Sweet Science sits in an unassuming spot just below the Afghan restaurant Lapis. The Lapis owners approached her last year about working on the coffee program for another restaurant they own, Malmaison. Out of that came the idea to collaborate in a specialty coffee venture, combining what Sweet Science does with the Lapis vision for the space. It was a perfect pairing. Lapis, as a family-run restaurant, wanted to work with someone who had a long history of family in the coffee business.

Omar Popal, a Lapis owner, waxed poetic about the Sweet Science space. “It is a cultural salon,” he said, “bringing together people through the art of coffee, books, ideas and music.”

While Wolter provides the excellent beverages, Lapis brought the design inspiration, from the azure walls to the Oriental rugs adorning the floor. Handcrafted, alluringly mismatched furniture and long bookshelves round out the space, but the biggest eye-popper may be the America-shaped mural using words from dozens of languages.

Given that background, this is no in-and-out coffeeshop. Wolter urges customers to listen to their coffee needs, lingering over steaming mugs.

“The first question we get so many times is, ‘do you have wi-fi?’” she says with a smile (they do).

But this shop isn’t about plugging away at the laptop. Sweet Science boasts seven brewing methods and nine rotating specialty coffees. Each week, Wolter prepares her batches, combining the right methods and tools with the right coffees, such that each method brings out the most salient qualities of each set of beans. To drive this point home, she also teaches classes on the usage of these methodologies, so that customer-students can craft their favorite brews at home.

On a recent visit, Wolter guided me through her coffee process at her famous Brew Bar section of the shop, where she shows off her expertise. It’s not simply a hand-pulled espresso (though this certainly happens too, and with skill by the talented baristas).

Five small containers of beans sit out in front of the manual brewing station. Each has its unique aroma, and each requires a different mechanism for brewing. On this trip, Wolter walked me through three Colombian varietals, each small-batch and single-farm.

“It’s a full-bodied experience,” she says.

This concept of coffee interactivity is at the heart of the shop. The focus is to bring out the best in the bean, as the last stop in the long coffee production process. But it’s also to educate and travel with each person who walks down the stairs into her space.

Sometimes, she prefers pour-overs, like the German-import Karlsbad device, originally manufactured more than a century ago. It’s a manual three-piece coffee brewer handcrafted entirely of porcelain that runs upwards of $100 and does not use paper filters, allowing an enormous amount of original flavors, and even oils, to come through.

The showiest piece is the Syphon, a stunning, museum-worthy machine which uses heat compression to drive hot water into a chamber containing the grounds, but must be watched and timed precisely, lest the coffee sit too long.

Wolter is so certain about her extraction methods that she says “our coffee doesn’t need room for milk, but we always give you room for thought.”

Traditionally, coffeehouses have been revolutionary places.
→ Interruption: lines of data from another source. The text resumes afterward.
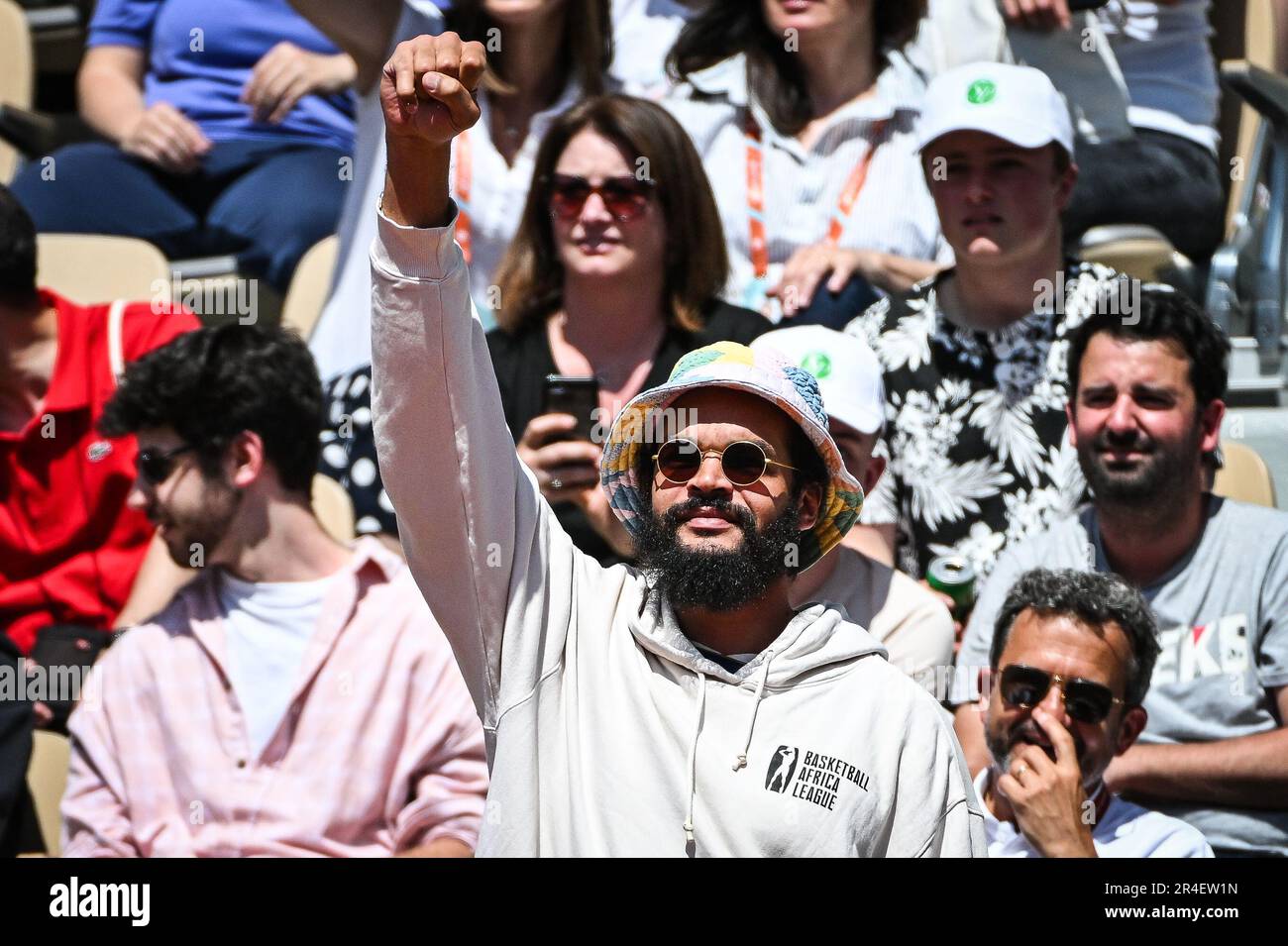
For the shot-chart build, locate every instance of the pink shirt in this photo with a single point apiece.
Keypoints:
(380, 749)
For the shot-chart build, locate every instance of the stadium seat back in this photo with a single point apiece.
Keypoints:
(47, 781)
(89, 267)
(334, 508)
(1244, 476)
(309, 286)
(17, 73)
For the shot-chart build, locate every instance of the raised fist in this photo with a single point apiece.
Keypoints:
(426, 90)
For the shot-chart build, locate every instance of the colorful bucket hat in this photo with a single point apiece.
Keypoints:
(764, 373)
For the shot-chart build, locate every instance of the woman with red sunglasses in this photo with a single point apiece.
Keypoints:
(614, 273)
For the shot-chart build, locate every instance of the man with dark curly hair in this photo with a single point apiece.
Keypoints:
(296, 697)
(1072, 658)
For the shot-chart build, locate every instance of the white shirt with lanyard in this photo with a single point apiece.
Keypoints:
(859, 185)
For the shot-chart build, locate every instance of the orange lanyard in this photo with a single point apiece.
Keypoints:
(462, 185)
(756, 193)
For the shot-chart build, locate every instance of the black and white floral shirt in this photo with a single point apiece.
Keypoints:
(975, 428)
(349, 452)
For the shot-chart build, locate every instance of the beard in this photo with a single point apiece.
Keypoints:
(202, 527)
(708, 578)
(1160, 472)
(1003, 744)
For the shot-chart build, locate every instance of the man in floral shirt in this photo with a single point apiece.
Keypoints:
(975, 358)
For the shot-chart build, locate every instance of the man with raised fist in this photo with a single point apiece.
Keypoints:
(684, 708)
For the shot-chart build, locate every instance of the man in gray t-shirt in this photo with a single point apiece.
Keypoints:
(1215, 749)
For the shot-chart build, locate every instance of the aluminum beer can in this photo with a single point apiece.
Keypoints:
(953, 576)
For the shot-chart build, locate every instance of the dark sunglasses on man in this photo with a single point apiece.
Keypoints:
(156, 467)
(1085, 700)
(743, 461)
(625, 197)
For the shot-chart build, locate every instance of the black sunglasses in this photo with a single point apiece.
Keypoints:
(1085, 700)
(623, 197)
(156, 467)
(743, 463)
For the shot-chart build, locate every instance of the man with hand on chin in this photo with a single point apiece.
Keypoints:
(1072, 658)
(683, 709)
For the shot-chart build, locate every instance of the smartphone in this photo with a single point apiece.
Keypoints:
(567, 394)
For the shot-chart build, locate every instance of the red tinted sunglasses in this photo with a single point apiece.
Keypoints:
(623, 197)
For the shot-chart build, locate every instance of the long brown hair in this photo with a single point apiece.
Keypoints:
(728, 27)
(587, 42)
(697, 265)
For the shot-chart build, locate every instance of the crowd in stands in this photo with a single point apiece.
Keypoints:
(674, 349)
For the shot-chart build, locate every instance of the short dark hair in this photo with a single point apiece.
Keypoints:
(1163, 314)
(724, 29)
(17, 253)
(213, 383)
(1094, 598)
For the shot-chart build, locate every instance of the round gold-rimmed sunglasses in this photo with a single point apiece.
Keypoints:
(743, 461)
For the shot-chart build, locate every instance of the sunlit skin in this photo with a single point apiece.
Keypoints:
(1057, 644)
(181, 501)
(1134, 398)
(996, 201)
(1054, 764)
(596, 245)
(721, 417)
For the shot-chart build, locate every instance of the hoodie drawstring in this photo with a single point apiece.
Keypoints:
(741, 762)
(694, 755)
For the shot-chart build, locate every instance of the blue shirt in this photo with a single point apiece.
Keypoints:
(200, 58)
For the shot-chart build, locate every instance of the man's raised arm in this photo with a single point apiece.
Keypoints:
(471, 519)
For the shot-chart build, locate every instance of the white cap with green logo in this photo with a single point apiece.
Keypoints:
(848, 372)
(1016, 103)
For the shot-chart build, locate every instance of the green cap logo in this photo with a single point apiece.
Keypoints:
(982, 91)
(816, 365)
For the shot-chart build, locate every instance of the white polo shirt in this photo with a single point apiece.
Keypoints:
(1125, 830)
(894, 211)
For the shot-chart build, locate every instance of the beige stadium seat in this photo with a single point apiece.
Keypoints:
(334, 508)
(1244, 476)
(47, 779)
(17, 73)
(309, 287)
(90, 267)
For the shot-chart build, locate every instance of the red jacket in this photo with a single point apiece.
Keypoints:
(68, 546)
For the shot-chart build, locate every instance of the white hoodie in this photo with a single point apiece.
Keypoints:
(606, 731)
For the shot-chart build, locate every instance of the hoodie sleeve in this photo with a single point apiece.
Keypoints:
(483, 546)
(936, 812)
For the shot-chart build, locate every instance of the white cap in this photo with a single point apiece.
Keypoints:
(1016, 103)
(848, 372)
They served as salons in Europe and the Middle East, where people would meet to exchange and explore ideas. Sweet Science follows in those footsteps.

“It’s all about bringing people together and enabling them to take a breath, take a break and mute that phone for a second,” Wolter implores. “It has and will always be about two simple things: human contact and shared time.” And a great pour.

Sweet Science Coffee is located at 1847 Columbia Rd NW. They are open Wednesday through Friday from 7 a.m.-7 p.m.; Saturday from 8 a.m.-7 p.m.; and Sunday from 9 a.m.-7 p.m.